Bugün patronlar yeni yeni oyalama biçimleri bulmuş olsa da asıl çelişki devam etmektedir. Suni düşmanlar yaratarak, mesela en masumları, insan dışı canlıları (köpek ve kedileri) katlederek emekçi halklardan asıl tehlikeyi gizlemektedirler. Güvenli sokaklar diyerek, yüzlerce işçi cinayetinin üzerini sis bulutlarıyla kapatabilmektedirler
Robert Tressell’in (Croker) Baldırı Çıplak Hayırseverler romanı uzun bir aradan sonra Alfa yayınevi tarafından yeniden işçi edebiyatı dünyasına kazandırıldı. Tam da ihtiyacımız olan “sınıf mücadelesinin” geri plana itildiği kavramları yerine “kimlik”, radikal demokrasi, liberal hezeyanlar ve popüler muhalif kimliklerin öne çıktığı ve popüler kişiliklerin halk temsilcisi olarak meclise aday gösterildiği dönemde “Baldırı Çıplak Hayırseverleri” yeniden hatırlamak, örgütlü mücadelenin ve sistemin çelişkilerinin önemi üzerine düşüncelerimizi yazmasak olmazdı.

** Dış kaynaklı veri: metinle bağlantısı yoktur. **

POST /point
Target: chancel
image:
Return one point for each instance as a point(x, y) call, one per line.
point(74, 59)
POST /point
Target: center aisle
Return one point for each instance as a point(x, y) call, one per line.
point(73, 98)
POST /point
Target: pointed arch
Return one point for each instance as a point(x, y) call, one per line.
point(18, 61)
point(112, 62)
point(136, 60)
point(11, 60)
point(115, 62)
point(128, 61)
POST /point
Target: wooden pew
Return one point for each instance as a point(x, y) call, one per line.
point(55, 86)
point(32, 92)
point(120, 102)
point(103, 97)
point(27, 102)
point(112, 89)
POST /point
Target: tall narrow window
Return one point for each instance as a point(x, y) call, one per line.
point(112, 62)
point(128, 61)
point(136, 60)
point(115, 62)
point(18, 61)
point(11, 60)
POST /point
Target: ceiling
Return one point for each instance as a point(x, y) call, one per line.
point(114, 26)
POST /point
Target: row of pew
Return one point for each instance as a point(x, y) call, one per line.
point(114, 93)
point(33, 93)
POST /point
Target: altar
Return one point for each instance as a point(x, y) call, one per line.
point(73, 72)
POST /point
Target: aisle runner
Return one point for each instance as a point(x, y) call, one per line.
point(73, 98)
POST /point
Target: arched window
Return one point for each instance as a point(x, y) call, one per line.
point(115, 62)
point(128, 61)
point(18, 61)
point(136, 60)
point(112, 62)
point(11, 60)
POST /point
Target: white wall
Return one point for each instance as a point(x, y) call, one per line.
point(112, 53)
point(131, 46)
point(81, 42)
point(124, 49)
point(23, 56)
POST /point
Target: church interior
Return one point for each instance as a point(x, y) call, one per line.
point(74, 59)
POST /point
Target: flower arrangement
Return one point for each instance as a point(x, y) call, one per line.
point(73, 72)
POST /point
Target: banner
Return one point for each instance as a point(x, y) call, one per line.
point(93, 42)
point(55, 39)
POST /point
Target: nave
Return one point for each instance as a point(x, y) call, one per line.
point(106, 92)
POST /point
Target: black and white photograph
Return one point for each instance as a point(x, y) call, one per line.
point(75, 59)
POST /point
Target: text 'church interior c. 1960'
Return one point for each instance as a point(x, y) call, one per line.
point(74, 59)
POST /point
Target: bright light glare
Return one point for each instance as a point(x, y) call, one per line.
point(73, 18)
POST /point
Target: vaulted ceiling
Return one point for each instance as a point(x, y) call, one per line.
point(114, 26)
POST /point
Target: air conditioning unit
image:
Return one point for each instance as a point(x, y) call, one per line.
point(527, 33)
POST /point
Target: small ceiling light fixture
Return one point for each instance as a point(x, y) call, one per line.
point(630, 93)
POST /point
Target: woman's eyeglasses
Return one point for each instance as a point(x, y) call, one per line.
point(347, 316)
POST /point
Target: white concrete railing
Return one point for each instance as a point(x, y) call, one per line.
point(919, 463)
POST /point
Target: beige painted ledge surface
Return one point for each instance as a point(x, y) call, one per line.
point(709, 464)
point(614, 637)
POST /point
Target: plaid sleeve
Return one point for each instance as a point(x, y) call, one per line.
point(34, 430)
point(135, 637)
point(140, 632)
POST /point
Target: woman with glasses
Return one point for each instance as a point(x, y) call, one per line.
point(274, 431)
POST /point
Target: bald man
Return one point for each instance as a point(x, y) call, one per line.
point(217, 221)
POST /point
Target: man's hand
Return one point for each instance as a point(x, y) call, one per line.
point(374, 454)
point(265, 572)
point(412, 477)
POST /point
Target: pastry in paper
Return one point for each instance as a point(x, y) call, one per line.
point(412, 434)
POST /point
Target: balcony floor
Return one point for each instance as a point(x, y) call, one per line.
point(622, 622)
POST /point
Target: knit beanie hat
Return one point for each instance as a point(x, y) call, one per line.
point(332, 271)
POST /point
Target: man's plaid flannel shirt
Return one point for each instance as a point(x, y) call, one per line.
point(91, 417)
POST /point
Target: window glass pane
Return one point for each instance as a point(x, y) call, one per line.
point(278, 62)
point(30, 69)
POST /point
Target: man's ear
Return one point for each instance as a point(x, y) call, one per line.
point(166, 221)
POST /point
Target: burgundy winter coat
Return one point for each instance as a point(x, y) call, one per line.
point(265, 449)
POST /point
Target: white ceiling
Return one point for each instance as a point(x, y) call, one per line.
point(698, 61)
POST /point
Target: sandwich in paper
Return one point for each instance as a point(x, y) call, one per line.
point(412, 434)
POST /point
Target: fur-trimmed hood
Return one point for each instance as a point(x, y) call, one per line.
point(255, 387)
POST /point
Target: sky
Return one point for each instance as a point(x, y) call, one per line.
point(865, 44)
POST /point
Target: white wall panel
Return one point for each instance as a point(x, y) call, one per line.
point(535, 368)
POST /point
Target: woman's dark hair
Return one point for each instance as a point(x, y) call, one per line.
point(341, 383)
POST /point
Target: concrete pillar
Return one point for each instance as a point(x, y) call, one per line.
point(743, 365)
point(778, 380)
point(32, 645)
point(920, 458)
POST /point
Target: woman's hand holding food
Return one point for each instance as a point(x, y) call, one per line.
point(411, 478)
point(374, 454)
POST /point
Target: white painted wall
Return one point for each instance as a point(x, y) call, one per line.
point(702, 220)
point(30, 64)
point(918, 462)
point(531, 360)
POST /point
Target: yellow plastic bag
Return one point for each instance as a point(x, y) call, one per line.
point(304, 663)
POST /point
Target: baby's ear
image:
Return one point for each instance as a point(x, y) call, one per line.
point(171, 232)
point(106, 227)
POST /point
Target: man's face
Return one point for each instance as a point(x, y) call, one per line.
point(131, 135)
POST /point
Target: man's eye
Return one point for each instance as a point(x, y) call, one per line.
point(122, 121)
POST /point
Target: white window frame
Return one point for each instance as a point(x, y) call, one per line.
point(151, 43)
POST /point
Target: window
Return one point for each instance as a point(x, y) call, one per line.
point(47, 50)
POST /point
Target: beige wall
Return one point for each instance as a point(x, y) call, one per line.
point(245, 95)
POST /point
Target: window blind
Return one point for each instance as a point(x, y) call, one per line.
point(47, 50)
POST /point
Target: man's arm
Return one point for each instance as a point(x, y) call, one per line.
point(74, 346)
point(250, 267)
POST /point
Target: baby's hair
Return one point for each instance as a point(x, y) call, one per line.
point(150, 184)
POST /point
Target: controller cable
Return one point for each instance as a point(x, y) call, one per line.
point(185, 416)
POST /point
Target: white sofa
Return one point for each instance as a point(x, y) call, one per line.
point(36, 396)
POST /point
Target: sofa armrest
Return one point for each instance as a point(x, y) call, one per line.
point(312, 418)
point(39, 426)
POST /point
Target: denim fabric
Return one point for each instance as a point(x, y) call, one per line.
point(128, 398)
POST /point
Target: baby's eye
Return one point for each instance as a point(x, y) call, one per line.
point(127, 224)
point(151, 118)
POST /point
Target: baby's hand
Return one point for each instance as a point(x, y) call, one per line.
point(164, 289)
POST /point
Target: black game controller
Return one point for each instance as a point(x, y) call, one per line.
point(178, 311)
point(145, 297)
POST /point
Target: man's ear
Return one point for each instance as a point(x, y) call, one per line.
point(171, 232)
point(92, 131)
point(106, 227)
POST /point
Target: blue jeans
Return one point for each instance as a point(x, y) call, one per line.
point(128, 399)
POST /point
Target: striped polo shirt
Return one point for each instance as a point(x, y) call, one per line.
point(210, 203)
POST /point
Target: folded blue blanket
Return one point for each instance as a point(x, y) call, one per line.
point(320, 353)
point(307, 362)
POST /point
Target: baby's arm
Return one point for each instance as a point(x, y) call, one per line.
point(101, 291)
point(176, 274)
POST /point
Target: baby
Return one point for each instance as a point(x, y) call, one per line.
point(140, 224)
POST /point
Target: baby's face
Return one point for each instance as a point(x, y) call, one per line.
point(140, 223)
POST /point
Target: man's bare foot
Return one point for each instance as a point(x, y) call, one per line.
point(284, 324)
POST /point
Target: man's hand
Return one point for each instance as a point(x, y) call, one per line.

Her anlamıyla ateş çemberinin içinden geçtiğimiz bu günlerde yoksulların kendi dertlerine kafa yormaktan ziyade başka dertlere kafa yormasını, en ağır şartlarda çalışıp kilise-patron ittifakıyla nasıl sömürüldüklerini, öğretilmiş çaresizliğe nasıl gönüllü birer asker olduklarını anlatan en iyi işçi edebiyatı romanlarındandır Baldırı Çıplak Hayırseverler. Kitabın yazarı Robert Tressell de bir işçidir. Bilineniyle hayatı inişli ve çıkışlı birçok olaylarla geçmiştir ama biz yazarın hayatını değil, yazdıkları üzerine kafa yoracağız. Patronlar işçilerin elleriyle çalışmasından korkmazlar, patronları korkutan bir gün işçilerin akıllarıyla çalışmasıdır. Eğer işçiler de tıpkı patronlar gibi akıllarını kullanmaya başlarsa “dünya bir felakete sürüklenir”. (Ayaklar baş olursa) O zaman ne yapmak gerekir? Elbette işçilerin akıllarını çalıştırmalarına izin verilmemeli. Onları önce uzun saatler boyunca en düşük ücrete çalıştırıp kafalarını geçim derdiyle meşgul etmek gerekir. Ancak bu kadarı yeterli olmayacaktır. Onları her an işten atılabilecek endişesiyle korkutmalı bunun içinde sırada bekleyen milyonlarca işsiz yaratmalı. Ancak bunlar patronlar için yeterli değildir. Onlara bir çoban tutmalı. Bunun için de en ideal araç kilisedir. Her pazar kiliseye gitmeliler. Sadece kendilerinin gitmeleri de yetmez. Çocukları da gitmelidir ki gelecekte efendi-hizmetkâr ilişkisi değişmemelidir. Üstelik kiliseye gidenler ne kadar fakir olursa olsun ne kadar ağır şartlarda çalışırlarsa çalışsınlar “kiliseye sadece dua ederek değil, az da olsa bir ücret ödeyerek” hayır işlerine katkı sağlamalıdırlar.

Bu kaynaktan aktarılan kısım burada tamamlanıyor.